The elder Wilson has nearly 150 acting credits to his name, including feature films and network television shows. He's performed in theater, standup comedy and is an accomplished painter. But he's fully aware of how most people will perceive his legacy.
"I watched it completely eat me alive and turn me into a billion pixelized images flashing through satellites and on televisions and everywhere," Wilson said while narrating a video about his artwork titled, I Am Pop Art. "The pop that I had watched and marveled at and celebrated chewed me up, spit me out and turned me into a human representation of a Campbell's Soup can."
That from a guy whose most recognizable character thought "butthead" to be the most cutting of insults. It's pretty obvious that Thomas Wilson is not Biff Tannen.
"So far from that in real life," his son noted.
By email, the actor said he and wife Caroline support his son's career from the sidelines. He's more comfortable speaking about Tannen in the nearly 35 years since the film's release.
• Wilson's father cheers on first professional hit
His 2009 standup special, Bigger than You, included a song with the repeated line, "Stop asking me the question," dispersed between familiar interrogative requests by people on the street who recognize him as that dude from that movie.

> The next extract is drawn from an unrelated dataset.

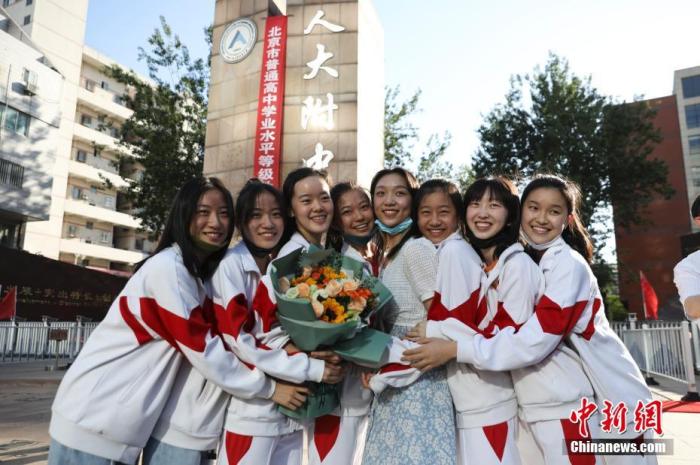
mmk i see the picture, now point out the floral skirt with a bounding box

"Movies are pretend. Cars don't fly. Time travel doesn't exist. When a 5-foot, 2-inch guy punches me in the face, I don't get knocked unconscious," Wilson explained in the special. "I was president of the debating team. I played the tuba in the band. Paint your own picture."
He may not have ever behaved like Biff, but Wilson has joked that his 6-foot-3, 230-pound frame left him with limited casting options on Broadway. He painted a picture -- not literally, this time -- of his macho male relatives. He showed off "the recessive theater gene" and high-school sports experiences for the Mets prospect's father were limited to the marching band.
In Bigger than You, the elder Wilson recalled raising his only son, Tommy, the youngest of four children. Barbie doll parts were used as weaponry and his young lad even wondered what a rotating fan blade felt like.
"I wasn't allowed to go to the comedy events at a young age because most of the comedians were pretty vulgar, and my dad likes to stay away from that. He does a pretty clean act," the prospect said. "It was great once I got to high school to go watch his comedy and see his specials and stuff. I thought it was hilarious."
Bigger than You also covers Tommy's early Little League days, when Thomas was astonished to realize he wasn't "the most clueless" dad at the field. He's still working, but now he also plays the role of the eager fan at the Minor League baseball game.
"My dad loves coming to the games and cheering me on," Tommy said. "And he's not afraid to make his presence known by cheering me on. … He'll get after it, too. And he's not afraid to say a word or two to any umpire. ... He's electric. He brings the energy and it fires me up, man. I love having him at my games."